In the article about HP server errors, we mentioned problems with the cooling system: immediately after starting the server, the fans reached high speeds and did not reduce them anymore. This kind of ailment also happens in IBM servers. The server howls like a jet airliner on takeoff. We were unable to find out the cause of such failures, but we can advise the following:
- Check the tightness of the power connectors.
- Turn off all fans and remove the basket.
- Check each fan on different servers.
- Assemble the basket again by swapping fans. Or completely replace them.
There was such an interesting failure in our practice: when the server boots up, IMM is regularly initialized, then UEFI initialization starts, and ... that's it.
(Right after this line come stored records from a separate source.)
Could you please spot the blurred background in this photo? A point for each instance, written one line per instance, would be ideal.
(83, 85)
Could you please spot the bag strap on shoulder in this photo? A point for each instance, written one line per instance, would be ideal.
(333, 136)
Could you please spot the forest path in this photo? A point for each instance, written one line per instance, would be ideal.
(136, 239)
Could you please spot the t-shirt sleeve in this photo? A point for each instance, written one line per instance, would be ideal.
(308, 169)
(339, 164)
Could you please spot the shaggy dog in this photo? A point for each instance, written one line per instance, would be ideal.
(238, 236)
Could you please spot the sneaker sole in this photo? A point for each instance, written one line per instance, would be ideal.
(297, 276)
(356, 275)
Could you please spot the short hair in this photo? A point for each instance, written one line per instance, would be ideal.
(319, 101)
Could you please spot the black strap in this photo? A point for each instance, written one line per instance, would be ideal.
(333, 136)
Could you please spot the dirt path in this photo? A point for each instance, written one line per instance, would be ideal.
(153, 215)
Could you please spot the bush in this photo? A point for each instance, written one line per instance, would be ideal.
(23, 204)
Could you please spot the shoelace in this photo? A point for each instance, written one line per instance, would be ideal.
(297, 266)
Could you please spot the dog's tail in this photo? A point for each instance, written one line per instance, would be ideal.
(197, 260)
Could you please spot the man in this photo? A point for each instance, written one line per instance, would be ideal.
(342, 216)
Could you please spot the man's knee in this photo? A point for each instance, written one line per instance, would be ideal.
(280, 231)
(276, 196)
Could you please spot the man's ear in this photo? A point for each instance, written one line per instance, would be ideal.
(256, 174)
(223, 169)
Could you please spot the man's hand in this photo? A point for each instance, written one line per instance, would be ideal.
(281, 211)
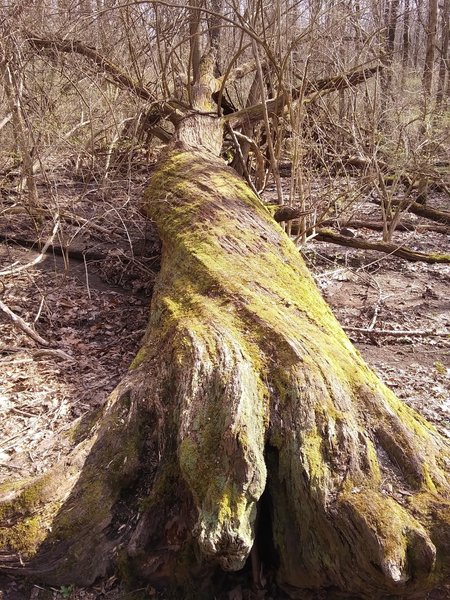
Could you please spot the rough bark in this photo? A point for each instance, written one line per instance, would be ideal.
(245, 384)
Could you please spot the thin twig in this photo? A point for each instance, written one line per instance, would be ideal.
(399, 333)
(23, 325)
(39, 258)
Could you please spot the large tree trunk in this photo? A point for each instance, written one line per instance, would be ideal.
(245, 385)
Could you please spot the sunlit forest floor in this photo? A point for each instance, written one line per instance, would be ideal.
(89, 299)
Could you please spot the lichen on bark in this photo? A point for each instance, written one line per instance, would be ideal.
(246, 384)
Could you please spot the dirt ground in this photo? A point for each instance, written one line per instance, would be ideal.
(91, 308)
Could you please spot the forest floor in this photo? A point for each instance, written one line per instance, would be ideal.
(92, 306)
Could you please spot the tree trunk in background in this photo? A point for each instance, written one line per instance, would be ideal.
(427, 77)
(444, 62)
(246, 397)
(406, 34)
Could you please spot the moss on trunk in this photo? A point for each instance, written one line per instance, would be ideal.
(246, 383)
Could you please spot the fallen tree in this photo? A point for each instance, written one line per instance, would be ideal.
(247, 423)
(245, 384)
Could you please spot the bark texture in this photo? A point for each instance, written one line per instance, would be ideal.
(245, 384)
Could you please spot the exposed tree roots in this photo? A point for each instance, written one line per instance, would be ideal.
(245, 383)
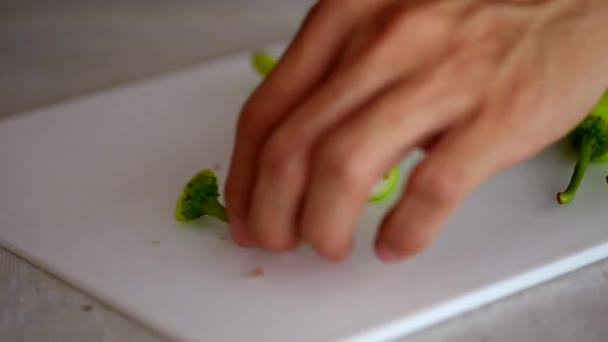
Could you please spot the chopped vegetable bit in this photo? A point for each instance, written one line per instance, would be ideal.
(385, 186)
(263, 62)
(200, 197)
(590, 141)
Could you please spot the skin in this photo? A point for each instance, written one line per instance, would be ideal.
(480, 85)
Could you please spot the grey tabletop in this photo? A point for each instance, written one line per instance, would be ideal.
(52, 52)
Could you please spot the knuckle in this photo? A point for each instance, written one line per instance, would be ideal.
(279, 157)
(248, 122)
(440, 186)
(277, 242)
(340, 161)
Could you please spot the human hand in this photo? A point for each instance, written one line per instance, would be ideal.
(479, 84)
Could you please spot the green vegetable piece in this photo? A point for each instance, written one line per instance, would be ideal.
(199, 198)
(263, 62)
(590, 141)
(385, 186)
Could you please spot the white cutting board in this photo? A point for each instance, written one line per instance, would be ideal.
(88, 190)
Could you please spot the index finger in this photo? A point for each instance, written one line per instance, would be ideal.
(304, 64)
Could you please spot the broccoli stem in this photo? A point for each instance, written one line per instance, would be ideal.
(587, 146)
(216, 209)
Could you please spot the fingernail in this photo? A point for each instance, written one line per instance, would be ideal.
(239, 233)
(387, 254)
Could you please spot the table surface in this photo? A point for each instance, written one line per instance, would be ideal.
(54, 52)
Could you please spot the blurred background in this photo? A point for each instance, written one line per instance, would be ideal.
(52, 51)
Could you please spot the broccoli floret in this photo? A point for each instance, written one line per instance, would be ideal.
(590, 141)
(263, 62)
(199, 198)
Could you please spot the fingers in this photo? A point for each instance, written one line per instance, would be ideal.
(306, 60)
(357, 154)
(283, 171)
(459, 162)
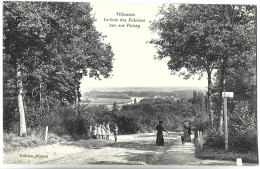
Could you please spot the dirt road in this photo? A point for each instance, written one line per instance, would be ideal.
(136, 149)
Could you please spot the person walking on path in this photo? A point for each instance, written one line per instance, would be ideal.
(187, 131)
(99, 131)
(160, 129)
(94, 131)
(115, 132)
(107, 131)
(103, 132)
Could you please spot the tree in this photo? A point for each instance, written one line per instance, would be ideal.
(195, 37)
(135, 102)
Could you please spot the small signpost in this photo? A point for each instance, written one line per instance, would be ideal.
(226, 95)
(239, 162)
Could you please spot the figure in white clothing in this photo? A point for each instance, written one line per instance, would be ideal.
(99, 134)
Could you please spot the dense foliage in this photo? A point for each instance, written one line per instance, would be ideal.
(215, 38)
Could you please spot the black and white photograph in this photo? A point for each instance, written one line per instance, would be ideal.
(88, 83)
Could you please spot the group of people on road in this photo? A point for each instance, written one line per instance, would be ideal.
(185, 138)
(102, 131)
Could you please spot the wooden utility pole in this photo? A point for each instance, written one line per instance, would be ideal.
(226, 95)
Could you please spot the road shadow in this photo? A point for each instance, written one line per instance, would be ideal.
(89, 144)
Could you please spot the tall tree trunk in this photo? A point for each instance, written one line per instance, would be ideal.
(222, 88)
(209, 109)
(220, 110)
(20, 101)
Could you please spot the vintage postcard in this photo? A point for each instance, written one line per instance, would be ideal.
(129, 83)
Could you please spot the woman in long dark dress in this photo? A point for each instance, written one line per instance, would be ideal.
(160, 129)
(187, 132)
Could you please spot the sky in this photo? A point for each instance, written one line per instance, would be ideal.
(134, 64)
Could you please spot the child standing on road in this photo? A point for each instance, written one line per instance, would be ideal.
(115, 132)
(99, 131)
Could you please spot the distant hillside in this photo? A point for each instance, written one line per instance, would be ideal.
(158, 89)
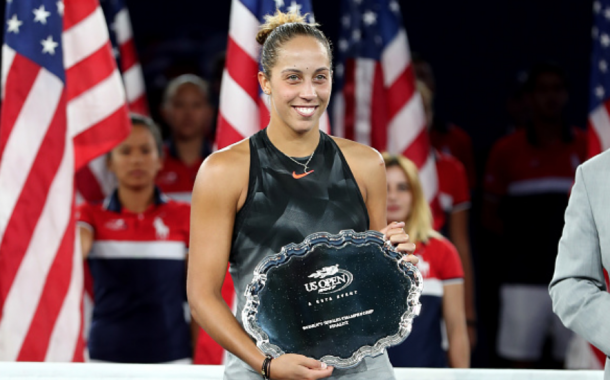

Further, the server is not loaded without explanation. No manipulations helped: disconnecting from the network, completely de-energizing, disconnecting various components. Downloading a UEFI backup using a jumper on the motherboard also did not help. Empirically, it turned out that if you wait about 20 minutes, you can still wait for the server to load. So it has been working since then - each time it takes 20 minutes to load. It was not possible to find out the cause of the failure.
Benefits of IBM Servers
IBM servers are deservedly very popular:
- These are simple and very reliable cars.
- Excellent extensibility even on the initial models and a rich delivery set.
- IBM servers are usually cheaper than competitors and are not inferior in performance. For example, the M3 and M4 generations are cheaper than their counterparts from HP (Gen7 and Gen8) and Dell (11G and 12G).
- The most inexpensive consumables. Easy to find in Russia.
- Convenient diagnostic panel on many models.
The main thing is that IBM servers are inferior to competitors - they have a very long cold start.